The Dangerous Habits Of Millennial Drivers
According to a survey of 1,000 British drivers aged 18-65, the millennial generation is responsible for the majority of frequent traffic violations.
Distracted drivers account for approximately 25% of all motor vehicle fatalities. From March 2017, all UK drivers caught using their hand-held phone at the wheel will be penalised with a £200 fine and 6 points on their licence.
Despite the formal mobile phone ban being in place, Fulton’s study shows that an alarming number of 25-34 years olds, along with their younger counterparts aged 18-24, still use hand-held mobile phones while driving, with 12% and 12% respectively admitting to doing so.
Tano Di Girolamo, Managing Director at Fulton Leasing, comments: “A recent Highway England campaign raised awareness of just how dangerous tailgating can be, with one in eight road casualties caused by this habit. Using a mobile phone while driving will drastically impair a driver’s focus on the road and other cars around them. Our study found millennial motorists admit to these habits more than any other age group, which could leave them and motorists around them in serious danger.
It is also surprising to see such a high admission rate for mobile phone across all age groups when technology such as Apple CarPlay and Bluetooth connectivity is becoming more prevalent in standard equipment lists. A potential concern is that drivers might be using their phone for other purposes such as email or Internet browsing, which could put drivers at even greater risk”.
Traffic light displays and driver behaviours
45% of millennial drivers aged 25-34 admit to accelerating through amber lights. Additionally, nearly 11% of them admitted to running a red light if they have just changed and no one is around, which is the highest percentage across all age groups.

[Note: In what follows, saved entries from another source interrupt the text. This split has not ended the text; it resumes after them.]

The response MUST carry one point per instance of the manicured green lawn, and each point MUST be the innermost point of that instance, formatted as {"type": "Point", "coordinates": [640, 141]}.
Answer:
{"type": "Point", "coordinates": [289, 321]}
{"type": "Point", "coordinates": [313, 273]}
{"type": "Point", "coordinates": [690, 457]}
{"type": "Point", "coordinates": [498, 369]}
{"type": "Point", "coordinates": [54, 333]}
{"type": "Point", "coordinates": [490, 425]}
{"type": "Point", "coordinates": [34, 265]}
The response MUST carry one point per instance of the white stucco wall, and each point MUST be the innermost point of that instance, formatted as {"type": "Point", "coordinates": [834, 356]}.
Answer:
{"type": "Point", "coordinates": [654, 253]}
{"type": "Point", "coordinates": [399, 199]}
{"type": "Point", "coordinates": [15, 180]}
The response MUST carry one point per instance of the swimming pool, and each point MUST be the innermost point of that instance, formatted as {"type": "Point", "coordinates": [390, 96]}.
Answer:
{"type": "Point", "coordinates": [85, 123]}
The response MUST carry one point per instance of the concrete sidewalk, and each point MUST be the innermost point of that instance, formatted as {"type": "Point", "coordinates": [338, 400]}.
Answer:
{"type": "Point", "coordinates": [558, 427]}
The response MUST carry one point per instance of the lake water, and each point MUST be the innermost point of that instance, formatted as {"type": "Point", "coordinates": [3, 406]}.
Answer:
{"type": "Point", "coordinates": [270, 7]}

1 in 5 millennial drivers also revealed they don’t indicate at roundabouts, a mistake which can both put fellow drivers at risk, and cause a serious accident.
Other dangerous habits
9% of millennial drivers state not paying attention to blind spots, while their younger counterparts performed worse still, with 11% of those aged 18-24 owning up to not carrying out the appropriate checks before moving off.
Survey respondents also faced questions about tailgating – a ‘practice’ responsible for causing 1 in 8 serious accidents on UK roads.
According to the survey, an average of 9% across all age groups admit to tailgating other vehicles. Again, the highest percentage of offenders can be found in the millennial category, with 14 per cent owning up to doing so.
Millennial drivers should also polish their skills for motorway driving, as the study revealed that 14% of young drivers aged between 25 and 35 have a tendency to loiter in the middle lane.
Another guilty confession is cutting into slip lane queues at the last moment, which can cause fellow drivers react quickly or risk getting into a collision. Among all age groups, the millennial drivers seem to lead the way, with 21% of respondents in this age group holding their hands up. Millennials were followed by 45-54 year olds (15%) and 35-44 (13%), who also admitted to last-minute line hopping. The least likely to transgress are new drivers (9%), who might simply lack enough road confidence to do so.
Drivers were also questioned about whether they felt they would pass their driving test if they were to take it again. Surprisingly, 1 in 5 millennial admitted that they might find retaking their driving test difficult, which makes them the least confident group among all respondents.